La lluvia de encuestas enturbia un cielo electoral que parte
oscuro desde el vamos. En Brasil, la cárcel sin pruebas del candidato mejor
rankeado, el ex presidente Lula, disparó una campaña electoral que arrancó
enrarecida y que puso su frutilla en el postre con el puntazo que recibió Jair
Bolsonaro en plena recorrida partidaria por la calle.
Desde
estas páginas presagiamos que la inestabilidad política se instalaría en el
vecino país si se concretaba la destitución de Dilma Rousseff. Los
acontecimientos posteriores confirmaron el pronóstico. Pero esta misma
inestabilidad, que no sólo no disminuyó sino que se incrementó con el paso del
tiempo, hace imposible vaticinar un
futuro posible para el gigante sudamericano.
Es que
la economía no acompaña. El presidente
Temer nunca pudo consolidarse en el poder, y el único mérito que exhibe es que
no lo hayan echado.
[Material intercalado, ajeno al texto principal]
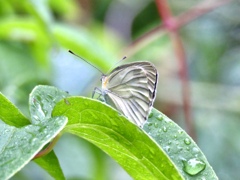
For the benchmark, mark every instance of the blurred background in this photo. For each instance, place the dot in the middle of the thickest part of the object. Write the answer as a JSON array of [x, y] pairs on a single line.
[[35, 37]]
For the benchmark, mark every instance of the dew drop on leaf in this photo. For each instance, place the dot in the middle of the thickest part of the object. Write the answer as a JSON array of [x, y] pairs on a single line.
[[159, 117], [150, 115], [193, 166], [164, 129], [187, 141]]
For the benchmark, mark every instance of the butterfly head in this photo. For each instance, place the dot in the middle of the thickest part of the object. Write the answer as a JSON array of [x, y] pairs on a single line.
[[104, 80]]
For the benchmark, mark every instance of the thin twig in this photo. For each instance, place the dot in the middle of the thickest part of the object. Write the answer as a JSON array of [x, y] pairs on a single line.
[[179, 21], [170, 24], [48, 148]]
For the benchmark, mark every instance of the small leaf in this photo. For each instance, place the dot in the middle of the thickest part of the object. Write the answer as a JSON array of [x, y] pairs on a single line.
[[42, 101], [10, 114], [180, 147], [19, 145], [129, 145]]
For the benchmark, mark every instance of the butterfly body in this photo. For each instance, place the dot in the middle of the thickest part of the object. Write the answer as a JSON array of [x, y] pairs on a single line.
[[131, 89]]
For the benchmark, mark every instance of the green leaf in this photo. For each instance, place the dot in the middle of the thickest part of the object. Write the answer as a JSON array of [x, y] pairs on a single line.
[[19, 145], [179, 146], [51, 164], [129, 145], [10, 114]]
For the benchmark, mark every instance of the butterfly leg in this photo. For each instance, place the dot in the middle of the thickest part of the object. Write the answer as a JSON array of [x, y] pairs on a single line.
[[98, 91]]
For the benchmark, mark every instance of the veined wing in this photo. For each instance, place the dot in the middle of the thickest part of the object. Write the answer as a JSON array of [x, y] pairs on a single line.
[[132, 89]]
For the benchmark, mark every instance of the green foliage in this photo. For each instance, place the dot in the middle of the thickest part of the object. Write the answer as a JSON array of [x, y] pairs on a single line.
[[20, 144], [134, 149]]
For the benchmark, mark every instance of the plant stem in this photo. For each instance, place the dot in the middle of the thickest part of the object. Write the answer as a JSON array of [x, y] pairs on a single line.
[[171, 26], [48, 148]]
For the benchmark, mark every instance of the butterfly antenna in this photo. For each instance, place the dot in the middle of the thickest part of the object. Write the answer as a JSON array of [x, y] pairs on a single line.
[[85, 61], [117, 63]]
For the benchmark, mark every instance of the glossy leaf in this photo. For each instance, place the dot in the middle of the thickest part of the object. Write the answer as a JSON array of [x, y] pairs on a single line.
[[129, 145]]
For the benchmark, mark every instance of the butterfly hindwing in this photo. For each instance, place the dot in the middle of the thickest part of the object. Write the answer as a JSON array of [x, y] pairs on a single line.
[[132, 89]]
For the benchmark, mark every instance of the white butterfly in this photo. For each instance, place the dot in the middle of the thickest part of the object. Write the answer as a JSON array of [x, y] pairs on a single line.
[[131, 89]]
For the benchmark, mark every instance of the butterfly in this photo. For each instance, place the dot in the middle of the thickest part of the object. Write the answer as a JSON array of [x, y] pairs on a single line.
[[131, 89]]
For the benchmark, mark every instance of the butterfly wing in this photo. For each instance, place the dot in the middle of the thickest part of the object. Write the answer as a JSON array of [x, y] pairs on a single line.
[[131, 88]]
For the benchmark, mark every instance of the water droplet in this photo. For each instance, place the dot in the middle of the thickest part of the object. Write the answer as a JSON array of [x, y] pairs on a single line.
[[164, 129], [180, 131], [193, 166], [67, 102], [187, 141], [159, 117], [179, 148], [149, 124], [150, 115], [195, 150], [167, 148]]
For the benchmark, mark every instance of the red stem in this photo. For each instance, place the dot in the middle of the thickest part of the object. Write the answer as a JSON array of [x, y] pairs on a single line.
[[171, 26]]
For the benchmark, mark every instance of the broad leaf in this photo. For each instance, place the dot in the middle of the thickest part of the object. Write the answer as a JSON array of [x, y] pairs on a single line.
[[10, 114], [180, 147], [19, 145], [129, 145]]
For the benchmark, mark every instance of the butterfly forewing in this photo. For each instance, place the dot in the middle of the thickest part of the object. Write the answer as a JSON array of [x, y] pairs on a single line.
[[132, 89]]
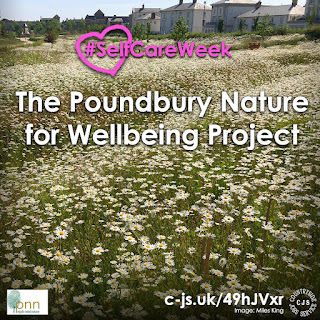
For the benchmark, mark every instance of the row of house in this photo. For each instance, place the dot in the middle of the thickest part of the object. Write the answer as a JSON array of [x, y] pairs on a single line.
[[100, 18], [203, 18]]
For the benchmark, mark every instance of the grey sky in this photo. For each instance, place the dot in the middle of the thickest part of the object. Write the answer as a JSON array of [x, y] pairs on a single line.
[[33, 9]]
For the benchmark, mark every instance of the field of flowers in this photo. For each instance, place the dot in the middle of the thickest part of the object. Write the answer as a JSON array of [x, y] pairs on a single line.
[[111, 231]]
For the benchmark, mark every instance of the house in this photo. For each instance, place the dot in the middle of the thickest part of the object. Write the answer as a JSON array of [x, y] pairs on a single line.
[[313, 6], [97, 18], [227, 10], [56, 17], [140, 13], [154, 20], [278, 15], [194, 13], [100, 19]]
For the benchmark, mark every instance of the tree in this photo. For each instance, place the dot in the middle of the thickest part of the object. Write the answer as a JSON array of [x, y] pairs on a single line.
[[2, 28], [148, 30], [264, 27], [220, 25], [241, 25], [50, 37], [82, 26], [312, 18], [70, 26], [15, 27], [138, 31], [255, 23], [180, 30]]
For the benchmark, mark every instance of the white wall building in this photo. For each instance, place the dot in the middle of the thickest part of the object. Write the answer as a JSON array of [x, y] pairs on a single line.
[[194, 13], [139, 13], [313, 6], [227, 10], [279, 15], [154, 20]]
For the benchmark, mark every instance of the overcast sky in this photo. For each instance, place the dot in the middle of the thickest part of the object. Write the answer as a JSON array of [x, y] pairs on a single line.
[[34, 9]]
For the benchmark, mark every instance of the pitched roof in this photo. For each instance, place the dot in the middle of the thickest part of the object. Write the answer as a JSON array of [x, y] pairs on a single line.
[[149, 16], [145, 10], [283, 10], [187, 6], [234, 2], [99, 12]]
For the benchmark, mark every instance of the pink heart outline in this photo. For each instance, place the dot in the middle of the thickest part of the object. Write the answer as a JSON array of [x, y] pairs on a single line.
[[101, 36]]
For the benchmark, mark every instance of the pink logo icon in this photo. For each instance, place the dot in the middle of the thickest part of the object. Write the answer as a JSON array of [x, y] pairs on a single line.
[[101, 36]]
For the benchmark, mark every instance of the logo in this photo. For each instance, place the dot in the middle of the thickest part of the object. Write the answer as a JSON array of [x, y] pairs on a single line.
[[303, 303], [99, 49], [90, 48], [27, 302]]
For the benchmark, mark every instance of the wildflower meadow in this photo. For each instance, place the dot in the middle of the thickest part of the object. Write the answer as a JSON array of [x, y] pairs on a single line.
[[111, 231]]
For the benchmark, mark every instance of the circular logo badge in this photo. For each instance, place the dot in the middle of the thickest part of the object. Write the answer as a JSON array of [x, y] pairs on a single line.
[[302, 303]]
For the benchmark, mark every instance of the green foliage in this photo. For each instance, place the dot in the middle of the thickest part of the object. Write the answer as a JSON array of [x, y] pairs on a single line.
[[50, 37], [312, 18], [313, 33], [70, 26], [180, 30], [241, 25], [148, 30], [220, 25], [138, 31], [13, 298]]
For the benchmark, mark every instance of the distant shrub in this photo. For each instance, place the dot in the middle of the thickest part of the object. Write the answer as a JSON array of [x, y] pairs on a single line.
[[50, 37], [313, 33]]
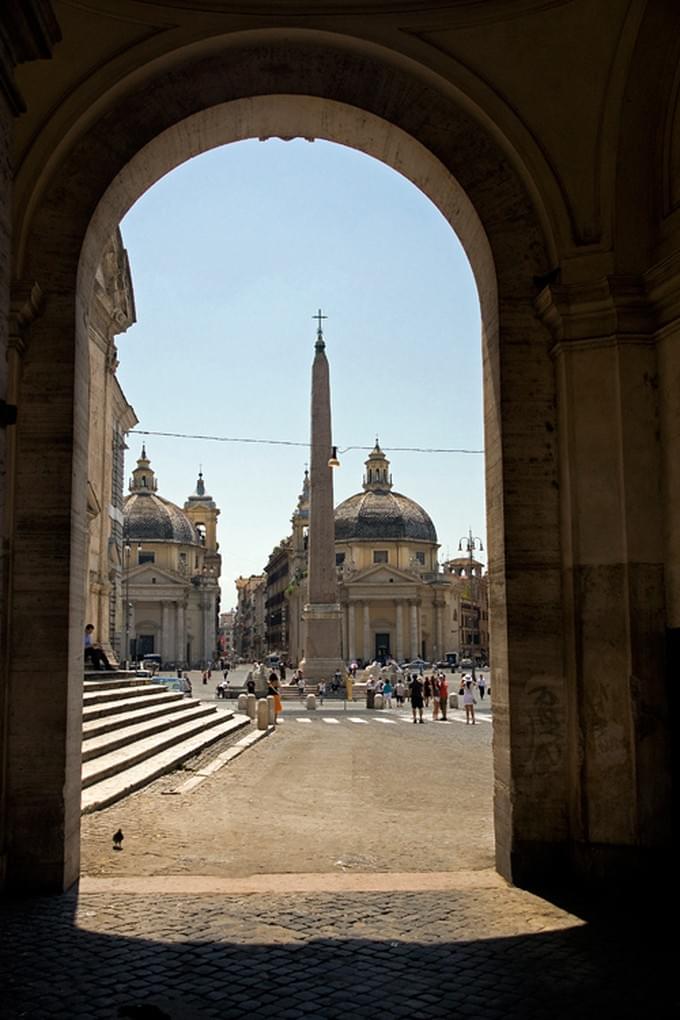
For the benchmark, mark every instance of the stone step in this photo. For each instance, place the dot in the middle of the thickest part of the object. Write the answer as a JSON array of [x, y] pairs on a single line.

Una economía otrora
floreciente, hoy señala permanentes caídas que la emparenta aún más con su
socio argentino. El experimento de los presidentes anti populares, evidencia un
agotamiento prematuro y un notorio perjuicio para los números de los países que
lo aplican.
Si bien
los primeros números electorales arrojan un liderazgo del derechista Bolsonaro,
la reciente renuncia de Lula y la unción de Fernando Haddad en su reemplazo,
puso en carrera a un candidato del sector popular, que crece día a día y que
tiene todo para seguir trepando en las encuestas.
Frente a esto el establishment brasileño no atina a respaldar a un candidato
que lo termine de representar.
Final
abierto para unas elecciones que influirán en todo el continente y que, junto
con las norteamericanas de medio término, marcarán el futuro posible de un
experimento antipopular que hace agua por todos sus costados.